Michael: I fear that I might be too much of a disciplinarian with my son and by doing that, I might miss some of the love. So, I’m afraid that I’m not going to be able to be a good enough parent to give him the tools that he needs to succeed in life and to be super loving at the same time.
KamalaDevi: So, at this moment I think there are some fears that I don’t even admit to myself around particularly how deep and exploratory our experimentations are with love and in community, and there’s a way in which sometimes, I’ll get sober and I’ll be like ‘we’re really going to the edge by sharing our love with people in the world’. It’s a small part, and mostly I’m courageous, but what I feel is that this is the point of no return, as we go into some territory and there’s no turning back. And as I speak, I kind of laugh because we are at a point of no return. Do these big adventures and then what if we lose it all, lose everything that we’ve built. I know that this kind of fear is a little irrational, but I wanted to voice it because a lot of people see me as fearless and courageous.
5. Contentment: What Are You Content About?
Michael: I really feel content about life and it’s kind of what it all comes down to. I’m getting older now as we all are. But, it’s sort of the contentment about death. Death is inevitable, it’s coming and I’m content about that.
KamalaDevi: I have a genuine sense that my needs are provided for. I have wants and desires but they are not coming from a place of need. I’m content not just because of my needs being satisfied around food and shelter, but all around family and connection.
Practicing Emotional Attunement
Doing an emotional attunement feels like digging into the well and revealing that what comes up each time we go down with a bucket, nourishes us. It’s very nourishing to do this practice. and it’s a beautiful exploration. If I sat down, I wouldn’t be able to say these are all the things that I’m feeling. And I am feeling them all the time anyway, either without Michael’s presence, they’re going on for me. So he will stop to check in or he will help me see what is happening underneath the time anyway. You’re making an important distinction between ‘are we exploring new things’ or ‘is it already there’. And just because I wasn’t aware of it doesn’t mean it wasn’t already happening.
We’re emotional beings. We have all of those emotions all the time. It really is kind of feeling into ourselves, about what is there, and it may be running us all the time, even though it may not be something that we’re thinking about specifically right now. It’s just recognizing that we are emotional beings and that we do have these emotions all the time. And what else is a gift is that Michael and I have a level of mastery and emotions. For some people, maybe anger management will be their emotional basis, or they will always be happy and can’t really figure out each other.

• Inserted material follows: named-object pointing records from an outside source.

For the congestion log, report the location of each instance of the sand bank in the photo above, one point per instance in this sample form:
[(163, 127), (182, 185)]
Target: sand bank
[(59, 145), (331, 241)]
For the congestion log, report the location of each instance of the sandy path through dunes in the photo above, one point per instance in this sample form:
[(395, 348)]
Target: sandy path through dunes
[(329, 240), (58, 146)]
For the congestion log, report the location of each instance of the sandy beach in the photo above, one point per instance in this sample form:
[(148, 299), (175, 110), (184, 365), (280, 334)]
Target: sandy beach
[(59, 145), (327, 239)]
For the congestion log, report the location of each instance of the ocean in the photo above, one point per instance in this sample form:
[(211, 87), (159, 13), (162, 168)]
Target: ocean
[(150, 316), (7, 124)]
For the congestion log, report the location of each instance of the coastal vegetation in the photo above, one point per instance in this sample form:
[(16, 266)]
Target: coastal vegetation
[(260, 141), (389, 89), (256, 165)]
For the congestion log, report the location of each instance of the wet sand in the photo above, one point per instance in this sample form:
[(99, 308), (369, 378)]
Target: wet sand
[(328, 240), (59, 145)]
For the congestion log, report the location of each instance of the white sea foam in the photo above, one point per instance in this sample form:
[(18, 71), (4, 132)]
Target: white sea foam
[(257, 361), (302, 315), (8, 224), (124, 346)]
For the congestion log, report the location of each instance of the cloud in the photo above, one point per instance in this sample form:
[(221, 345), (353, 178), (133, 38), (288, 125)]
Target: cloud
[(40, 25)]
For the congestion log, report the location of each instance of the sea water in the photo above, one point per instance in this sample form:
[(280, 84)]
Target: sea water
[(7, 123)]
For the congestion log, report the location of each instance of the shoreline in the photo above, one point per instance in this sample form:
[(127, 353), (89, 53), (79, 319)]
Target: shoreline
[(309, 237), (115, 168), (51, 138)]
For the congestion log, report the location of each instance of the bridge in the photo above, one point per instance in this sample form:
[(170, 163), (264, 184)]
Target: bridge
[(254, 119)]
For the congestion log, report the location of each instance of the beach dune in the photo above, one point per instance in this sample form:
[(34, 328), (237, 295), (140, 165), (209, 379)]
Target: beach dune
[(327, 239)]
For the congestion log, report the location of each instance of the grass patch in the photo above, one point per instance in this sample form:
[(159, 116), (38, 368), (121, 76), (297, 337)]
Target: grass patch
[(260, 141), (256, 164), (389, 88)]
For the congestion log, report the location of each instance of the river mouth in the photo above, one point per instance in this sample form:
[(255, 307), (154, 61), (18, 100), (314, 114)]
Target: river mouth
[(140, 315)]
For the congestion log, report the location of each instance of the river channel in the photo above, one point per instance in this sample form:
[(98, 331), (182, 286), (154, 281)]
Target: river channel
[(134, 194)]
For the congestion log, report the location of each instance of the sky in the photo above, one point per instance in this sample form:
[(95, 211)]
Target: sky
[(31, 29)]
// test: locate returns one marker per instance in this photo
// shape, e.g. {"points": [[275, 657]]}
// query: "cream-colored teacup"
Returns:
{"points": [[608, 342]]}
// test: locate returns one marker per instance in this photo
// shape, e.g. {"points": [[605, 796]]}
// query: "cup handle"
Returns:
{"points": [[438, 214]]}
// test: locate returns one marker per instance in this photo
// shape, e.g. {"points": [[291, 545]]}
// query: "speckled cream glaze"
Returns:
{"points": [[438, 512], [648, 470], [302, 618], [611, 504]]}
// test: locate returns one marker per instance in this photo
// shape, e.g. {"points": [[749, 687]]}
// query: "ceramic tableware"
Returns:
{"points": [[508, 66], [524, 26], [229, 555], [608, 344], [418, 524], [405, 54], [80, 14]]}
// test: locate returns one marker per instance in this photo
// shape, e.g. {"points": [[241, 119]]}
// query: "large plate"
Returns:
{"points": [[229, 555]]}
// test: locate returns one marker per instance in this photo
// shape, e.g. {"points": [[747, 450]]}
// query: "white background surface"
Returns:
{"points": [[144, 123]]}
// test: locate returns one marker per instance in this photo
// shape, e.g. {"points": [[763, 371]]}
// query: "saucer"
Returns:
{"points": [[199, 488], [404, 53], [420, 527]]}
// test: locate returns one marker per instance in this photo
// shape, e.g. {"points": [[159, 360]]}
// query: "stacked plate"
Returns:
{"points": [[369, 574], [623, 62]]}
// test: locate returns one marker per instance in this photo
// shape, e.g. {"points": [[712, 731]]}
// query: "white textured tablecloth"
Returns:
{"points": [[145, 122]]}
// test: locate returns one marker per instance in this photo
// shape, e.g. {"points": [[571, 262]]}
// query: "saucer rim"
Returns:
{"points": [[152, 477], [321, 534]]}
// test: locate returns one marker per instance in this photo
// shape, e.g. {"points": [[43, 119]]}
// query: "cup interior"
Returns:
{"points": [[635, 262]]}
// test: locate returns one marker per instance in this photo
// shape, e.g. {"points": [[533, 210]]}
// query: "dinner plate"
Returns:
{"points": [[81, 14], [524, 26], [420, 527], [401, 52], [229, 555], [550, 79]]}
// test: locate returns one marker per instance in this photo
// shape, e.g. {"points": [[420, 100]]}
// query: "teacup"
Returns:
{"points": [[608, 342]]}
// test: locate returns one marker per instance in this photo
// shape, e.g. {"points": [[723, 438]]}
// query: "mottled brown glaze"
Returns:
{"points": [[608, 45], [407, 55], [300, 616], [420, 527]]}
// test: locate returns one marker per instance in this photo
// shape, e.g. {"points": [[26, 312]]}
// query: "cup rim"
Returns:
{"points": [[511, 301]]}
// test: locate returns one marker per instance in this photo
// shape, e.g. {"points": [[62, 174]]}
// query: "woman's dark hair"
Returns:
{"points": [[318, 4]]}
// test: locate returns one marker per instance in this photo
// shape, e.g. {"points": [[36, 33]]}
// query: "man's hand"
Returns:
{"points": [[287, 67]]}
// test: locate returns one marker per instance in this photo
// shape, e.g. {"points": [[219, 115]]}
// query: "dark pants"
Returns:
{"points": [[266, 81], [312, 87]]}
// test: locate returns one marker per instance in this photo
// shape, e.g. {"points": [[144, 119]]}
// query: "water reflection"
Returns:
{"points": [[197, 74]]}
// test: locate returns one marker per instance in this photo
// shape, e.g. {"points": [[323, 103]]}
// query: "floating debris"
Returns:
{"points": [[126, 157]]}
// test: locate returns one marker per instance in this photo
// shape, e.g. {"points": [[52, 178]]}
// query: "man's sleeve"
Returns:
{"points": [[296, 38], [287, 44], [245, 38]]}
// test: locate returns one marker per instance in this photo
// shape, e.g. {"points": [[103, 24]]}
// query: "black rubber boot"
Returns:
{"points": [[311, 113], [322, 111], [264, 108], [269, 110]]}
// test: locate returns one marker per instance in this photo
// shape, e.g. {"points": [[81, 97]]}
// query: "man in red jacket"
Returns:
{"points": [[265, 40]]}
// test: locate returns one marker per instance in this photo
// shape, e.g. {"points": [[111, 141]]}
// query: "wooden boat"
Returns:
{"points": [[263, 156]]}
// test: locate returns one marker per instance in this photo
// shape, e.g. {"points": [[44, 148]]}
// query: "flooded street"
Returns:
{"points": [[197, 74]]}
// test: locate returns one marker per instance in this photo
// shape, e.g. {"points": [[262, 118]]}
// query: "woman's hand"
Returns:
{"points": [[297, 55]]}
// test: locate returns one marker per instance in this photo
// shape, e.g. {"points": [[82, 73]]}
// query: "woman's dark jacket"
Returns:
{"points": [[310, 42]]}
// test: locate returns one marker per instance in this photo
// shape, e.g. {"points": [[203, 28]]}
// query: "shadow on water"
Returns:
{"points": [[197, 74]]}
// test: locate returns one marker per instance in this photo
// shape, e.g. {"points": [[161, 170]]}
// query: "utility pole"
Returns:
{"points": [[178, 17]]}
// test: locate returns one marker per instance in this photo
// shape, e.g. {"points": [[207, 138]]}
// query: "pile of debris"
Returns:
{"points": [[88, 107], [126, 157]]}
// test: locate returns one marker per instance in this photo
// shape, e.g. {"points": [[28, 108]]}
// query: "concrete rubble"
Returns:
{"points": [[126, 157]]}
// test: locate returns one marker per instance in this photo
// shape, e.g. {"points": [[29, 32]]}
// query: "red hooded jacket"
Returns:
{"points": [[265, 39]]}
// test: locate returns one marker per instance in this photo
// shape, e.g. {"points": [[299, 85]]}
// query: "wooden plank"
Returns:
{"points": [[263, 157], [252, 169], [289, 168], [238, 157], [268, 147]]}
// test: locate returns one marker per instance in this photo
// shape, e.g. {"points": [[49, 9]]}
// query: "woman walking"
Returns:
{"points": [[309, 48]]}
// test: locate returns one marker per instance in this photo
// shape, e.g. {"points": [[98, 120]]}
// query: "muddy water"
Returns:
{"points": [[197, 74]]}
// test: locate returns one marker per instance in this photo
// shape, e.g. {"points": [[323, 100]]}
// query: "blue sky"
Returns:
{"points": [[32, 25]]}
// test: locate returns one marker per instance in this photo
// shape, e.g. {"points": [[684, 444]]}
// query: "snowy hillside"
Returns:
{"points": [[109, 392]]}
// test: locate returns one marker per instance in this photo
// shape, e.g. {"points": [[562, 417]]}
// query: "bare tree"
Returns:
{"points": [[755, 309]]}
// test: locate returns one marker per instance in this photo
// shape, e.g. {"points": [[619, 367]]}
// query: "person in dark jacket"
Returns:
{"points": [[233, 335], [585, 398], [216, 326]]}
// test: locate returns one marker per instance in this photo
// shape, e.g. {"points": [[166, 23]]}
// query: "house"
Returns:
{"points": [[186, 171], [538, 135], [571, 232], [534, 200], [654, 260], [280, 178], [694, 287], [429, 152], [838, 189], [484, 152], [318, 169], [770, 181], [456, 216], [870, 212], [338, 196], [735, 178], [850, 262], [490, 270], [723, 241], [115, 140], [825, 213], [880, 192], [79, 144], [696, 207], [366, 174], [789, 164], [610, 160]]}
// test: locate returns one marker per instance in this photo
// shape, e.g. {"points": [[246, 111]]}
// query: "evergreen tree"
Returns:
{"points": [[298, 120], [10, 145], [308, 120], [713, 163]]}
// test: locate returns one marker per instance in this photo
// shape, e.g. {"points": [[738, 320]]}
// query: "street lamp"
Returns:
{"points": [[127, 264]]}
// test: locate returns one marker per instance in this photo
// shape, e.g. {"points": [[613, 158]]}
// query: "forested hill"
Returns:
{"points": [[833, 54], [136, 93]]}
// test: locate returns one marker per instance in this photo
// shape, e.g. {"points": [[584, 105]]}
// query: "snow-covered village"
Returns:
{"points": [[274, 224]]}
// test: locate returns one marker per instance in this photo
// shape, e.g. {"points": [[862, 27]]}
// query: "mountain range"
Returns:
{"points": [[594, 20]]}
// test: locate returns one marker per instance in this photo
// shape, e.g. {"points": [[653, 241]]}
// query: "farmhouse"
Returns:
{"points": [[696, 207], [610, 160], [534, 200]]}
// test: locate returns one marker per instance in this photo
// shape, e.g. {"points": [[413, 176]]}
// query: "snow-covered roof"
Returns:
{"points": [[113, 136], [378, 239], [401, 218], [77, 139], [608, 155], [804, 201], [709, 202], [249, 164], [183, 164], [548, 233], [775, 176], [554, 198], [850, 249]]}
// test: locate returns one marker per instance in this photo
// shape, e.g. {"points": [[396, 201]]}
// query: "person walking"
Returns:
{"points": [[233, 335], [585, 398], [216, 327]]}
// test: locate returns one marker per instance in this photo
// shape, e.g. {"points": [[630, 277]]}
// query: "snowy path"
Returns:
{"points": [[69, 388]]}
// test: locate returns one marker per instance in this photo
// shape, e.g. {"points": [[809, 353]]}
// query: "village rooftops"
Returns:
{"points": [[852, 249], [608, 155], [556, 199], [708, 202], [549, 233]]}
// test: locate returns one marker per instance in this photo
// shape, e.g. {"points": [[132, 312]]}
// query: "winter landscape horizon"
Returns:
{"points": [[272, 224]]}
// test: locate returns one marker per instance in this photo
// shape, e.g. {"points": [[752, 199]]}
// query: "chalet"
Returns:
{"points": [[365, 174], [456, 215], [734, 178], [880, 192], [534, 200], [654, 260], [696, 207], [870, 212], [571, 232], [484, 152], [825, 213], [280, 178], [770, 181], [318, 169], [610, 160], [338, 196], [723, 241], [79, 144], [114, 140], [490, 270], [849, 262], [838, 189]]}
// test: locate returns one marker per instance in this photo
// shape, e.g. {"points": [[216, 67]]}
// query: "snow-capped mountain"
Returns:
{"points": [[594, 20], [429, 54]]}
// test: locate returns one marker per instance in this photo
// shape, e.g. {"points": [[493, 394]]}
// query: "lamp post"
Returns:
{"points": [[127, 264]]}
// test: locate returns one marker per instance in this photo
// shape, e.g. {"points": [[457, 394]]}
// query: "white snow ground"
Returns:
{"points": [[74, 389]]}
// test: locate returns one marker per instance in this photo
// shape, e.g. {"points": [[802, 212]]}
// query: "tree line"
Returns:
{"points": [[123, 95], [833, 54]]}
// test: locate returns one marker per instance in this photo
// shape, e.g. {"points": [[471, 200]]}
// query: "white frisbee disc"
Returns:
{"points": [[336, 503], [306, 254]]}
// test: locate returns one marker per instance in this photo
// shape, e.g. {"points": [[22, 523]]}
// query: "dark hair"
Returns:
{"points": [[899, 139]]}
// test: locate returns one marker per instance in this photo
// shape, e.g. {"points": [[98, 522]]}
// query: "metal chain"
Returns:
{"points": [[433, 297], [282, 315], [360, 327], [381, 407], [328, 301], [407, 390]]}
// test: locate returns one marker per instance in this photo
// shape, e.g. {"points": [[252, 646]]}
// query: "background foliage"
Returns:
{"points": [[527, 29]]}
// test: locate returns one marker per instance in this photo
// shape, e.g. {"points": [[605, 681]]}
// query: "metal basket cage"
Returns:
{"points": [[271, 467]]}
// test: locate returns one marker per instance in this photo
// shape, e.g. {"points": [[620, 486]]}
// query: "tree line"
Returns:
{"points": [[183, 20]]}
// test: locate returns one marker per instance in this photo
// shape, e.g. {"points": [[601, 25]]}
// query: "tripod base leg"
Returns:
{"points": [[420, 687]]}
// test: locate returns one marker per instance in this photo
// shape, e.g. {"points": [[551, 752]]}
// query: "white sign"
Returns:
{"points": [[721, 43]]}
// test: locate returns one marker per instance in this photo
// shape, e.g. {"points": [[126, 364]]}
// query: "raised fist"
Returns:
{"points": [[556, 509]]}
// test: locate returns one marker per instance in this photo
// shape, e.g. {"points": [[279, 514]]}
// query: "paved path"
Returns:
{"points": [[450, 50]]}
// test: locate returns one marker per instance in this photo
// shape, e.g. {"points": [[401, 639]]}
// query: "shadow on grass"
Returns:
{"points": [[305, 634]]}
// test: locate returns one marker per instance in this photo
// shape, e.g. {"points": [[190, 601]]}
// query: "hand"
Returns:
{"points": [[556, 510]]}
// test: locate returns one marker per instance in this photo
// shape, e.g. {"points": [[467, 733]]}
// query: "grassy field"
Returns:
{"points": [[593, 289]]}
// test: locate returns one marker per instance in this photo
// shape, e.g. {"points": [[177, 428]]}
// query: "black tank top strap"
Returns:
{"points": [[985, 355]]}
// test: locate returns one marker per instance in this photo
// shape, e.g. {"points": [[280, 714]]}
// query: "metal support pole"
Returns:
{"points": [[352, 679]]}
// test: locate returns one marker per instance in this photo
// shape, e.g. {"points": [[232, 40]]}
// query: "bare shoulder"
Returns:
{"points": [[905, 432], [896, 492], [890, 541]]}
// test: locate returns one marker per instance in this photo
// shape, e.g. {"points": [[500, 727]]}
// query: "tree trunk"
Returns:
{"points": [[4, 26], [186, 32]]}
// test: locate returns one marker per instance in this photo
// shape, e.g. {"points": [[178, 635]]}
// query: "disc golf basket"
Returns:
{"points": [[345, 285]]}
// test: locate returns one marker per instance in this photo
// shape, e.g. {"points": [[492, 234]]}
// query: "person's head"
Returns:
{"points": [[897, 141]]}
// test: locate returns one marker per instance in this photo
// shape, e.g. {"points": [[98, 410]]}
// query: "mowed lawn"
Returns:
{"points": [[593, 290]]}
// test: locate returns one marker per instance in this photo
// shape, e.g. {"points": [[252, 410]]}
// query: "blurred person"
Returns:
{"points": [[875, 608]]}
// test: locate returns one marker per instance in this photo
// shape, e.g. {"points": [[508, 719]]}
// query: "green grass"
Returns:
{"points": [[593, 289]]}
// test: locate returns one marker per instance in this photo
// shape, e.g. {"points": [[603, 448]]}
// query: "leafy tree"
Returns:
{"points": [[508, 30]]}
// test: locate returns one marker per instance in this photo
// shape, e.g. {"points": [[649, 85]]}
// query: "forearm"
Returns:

My emotional basis used to be grief. I was sad all the time. Massive depressive disorder was my diagnosis and when Michael today asked me what am I sad about, I had to come up with something I’m sad about because it’s just not my emotional home anymore. But the value of continuing doing emotional hygiene in each of these houses is super important because then I feel more. The full emotional range is more available to me. And I’ve really been exploring a lot in contentment, and that’s been kind of an underlying theme within my emotional body for the past several years. But, you need to go over all of these emotions, and not only focus on one, such as staying content all the time and not feeling anger or sadness. And the reason we call it a report.
If you give yourself permission to actually fear, feel it, and sometimes when you’re journaling or sometimes when you’re talking through it, you’re not necessarily reporting on what you’re feeling. You’re not necessarily feeling it, but I give you permission to actually feel it more like Michael and I have permission to, for instance, feel this anger. Getting some of it out. Run it. And let me vibrate through.
So just it’s really important as we do this work to do it holistically. Because you could do this whole exercise in your head. And it actually is just running a story. And that’s why you can slow down and take those breaths. With emotional attunement, you’re giving yourself permission to feel and feel with each other.